Mémoire 27 : Influence des formations superficielles sur l’évolution des sols du Jura suisse

Résumé

Le massif du Jura est essentiellement constitué de roches calcaires. Cependant, celles-ci sont généralement recouvertes de sédiments remaniés au fil de l’histoire géomorphologique de la région, en particulier pendant les glaciations du Quaternaire. Les dépôts ainsi formés, ou formations superficielles, sont constitués de mélanges entre des matériaux d’origine jurassienne (les roches calcaires) et alpine (les loess, dépôts constitués de particules éoliennes, et la moraine silicatée acide).

La superposition de ces dépôts le long des deux versants étudiés (situés de part et d’autre de la première crête du Jura suisse, dans la combe des Amburnex et sur la côte de Ballens) a permis de reconstituer la chronologie de leur mise en place depuis le dernier maximum glaciaire, il y a environ 20’000 ans.

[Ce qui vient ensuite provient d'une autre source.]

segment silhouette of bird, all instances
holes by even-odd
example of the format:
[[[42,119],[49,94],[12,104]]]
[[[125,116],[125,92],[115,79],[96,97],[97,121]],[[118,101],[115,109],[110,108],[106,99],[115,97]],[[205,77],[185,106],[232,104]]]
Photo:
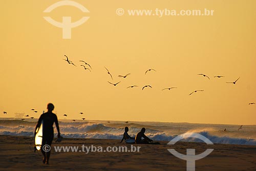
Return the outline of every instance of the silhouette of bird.
[[[152,87],[151,87],[151,86],[150,85],[146,85],[146,86],[144,86],[144,87],[142,87],[142,90],[143,90],[144,88],[145,88],[145,87],[151,87],[151,88],[152,88]]]
[[[84,69],[86,69],[86,69],[88,69],[88,70],[90,70],[90,71],[91,72],[91,70],[90,70],[89,68],[86,68],[86,66],[85,66],[84,65],[80,65],[80,66],[83,66],[83,67],[84,68]]]
[[[86,65],[88,65],[88,66],[89,66],[91,68],[91,69],[92,69],[92,67],[91,67],[91,65],[90,65],[89,63],[86,63],[86,62],[84,62],[84,61],[80,61],[80,62],[82,62],[84,63],[84,64],[85,64]]]
[[[242,125],[241,125],[241,126],[240,126],[240,127],[239,127],[239,128],[238,129],[238,131],[239,131],[239,130],[241,129],[242,129],[242,126],[242,126]]]
[[[68,62],[68,63],[69,64],[72,64],[72,65],[74,65],[74,66],[76,66],[76,65],[75,65],[75,64],[73,63],[73,62],[72,62],[72,61],[70,61],[70,60],[69,60],[69,58],[68,58],[68,57],[67,57],[66,55],[64,55],[64,56],[65,56],[67,58],[67,59],[63,59],[63,60],[66,61],[67,62]]]
[[[147,71],[150,71],[151,70],[154,70],[154,71],[156,71],[156,70],[155,70],[155,69],[152,69],[152,68],[151,68],[151,69],[147,69],[147,70],[146,71],[146,72],[145,72],[145,75],[146,75],[146,72],[147,72]]]
[[[126,88],[133,88],[133,87],[138,87],[138,86],[129,86],[129,87],[127,87]]]
[[[162,89],[162,90],[166,90],[166,89],[168,89],[169,90],[170,90],[171,89],[173,89],[173,88],[177,88],[178,87],[165,88],[164,88],[163,89]]]
[[[208,78],[208,79],[209,80],[210,80],[210,78],[209,78],[209,77],[208,77],[207,76],[206,76],[206,75],[205,75],[205,74],[198,74],[198,75],[202,75],[202,76],[204,76],[204,77],[206,77],[207,78]]]
[[[231,84],[236,84],[236,83],[237,82],[237,81],[238,81],[238,80],[239,80],[240,78],[239,77],[238,79],[237,79],[237,80],[236,80],[234,82],[226,82],[227,83],[231,83]]]
[[[110,77],[111,77],[111,79],[113,80],[112,75],[111,75],[111,74],[110,74],[110,71],[109,71],[109,69],[108,69],[105,67],[105,68],[106,68],[106,70],[108,71],[108,74],[110,75]]]
[[[192,92],[191,93],[190,93],[189,94],[188,94],[188,95],[190,95],[191,94],[192,94],[193,93],[194,93],[194,92],[197,92],[197,91],[203,91],[204,90],[195,90],[193,92]]]
[[[129,74],[126,74],[126,75],[125,75],[124,76],[121,76],[121,75],[119,75],[119,76],[118,76],[118,77],[123,77],[123,78],[126,78],[127,76],[129,76],[129,75],[131,75],[131,74],[130,74],[130,73],[129,73]]]
[[[110,82],[109,81],[108,81],[109,82],[109,83],[110,84],[111,84],[112,85],[114,85],[115,86],[117,85],[117,84],[118,84],[119,83],[121,82],[121,81],[119,81],[119,82],[116,83],[116,84],[113,84],[113,83],[111,83],[111,82]]]

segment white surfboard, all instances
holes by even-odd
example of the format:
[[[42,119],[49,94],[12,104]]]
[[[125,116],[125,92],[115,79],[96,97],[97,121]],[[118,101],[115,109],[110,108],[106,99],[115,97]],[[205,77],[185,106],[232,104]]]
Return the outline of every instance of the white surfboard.
[[[35,136],[35,145],[36,148],[36,150],[40,150],[41,149],[41,146],[42,145],[42,125],[43,121],[41,123],[40,126],[37,128],[36,131],[36,134]]]
[[[45,111],[42,112],[42,113],[45,113]],[[41,124],[37,127],[35,131],[35,145],[37,150],[40,150],[40,149],[41,149],[41,146],[42,145],[43,125],[44,122],[42,120]]]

Ensuite, l’influence des formations superficielles sur le développement des sols a été étudiée grâce à l’analyse de la fraction minérale fine (particules <2 mm). Différentes dynamiques de pédogenèse ont été identifiées en fonction des influences respectives du calcium, du fer et de l’aluminium. Ces dynamiques agissent plus particulièrement sur les processus d’altération et de transformation de la calcite, des oxy-hydroxydes de fer et des argiles minéralogiques.

En conséquence, en fonction de l’origine et de l’épaisseur de la couverture sédimentaire, le lien génétique entre les sols et la roche sous-jacente est perturbé à des degrés divers. Les dépôts d’origine alpine provoquent l’apport de minéraux et d’éléments géochimiques variés dans les sols jurassiens, orientant la pédogenèse vers des voies d’évolution différentes de celles observées sur roche calcaire.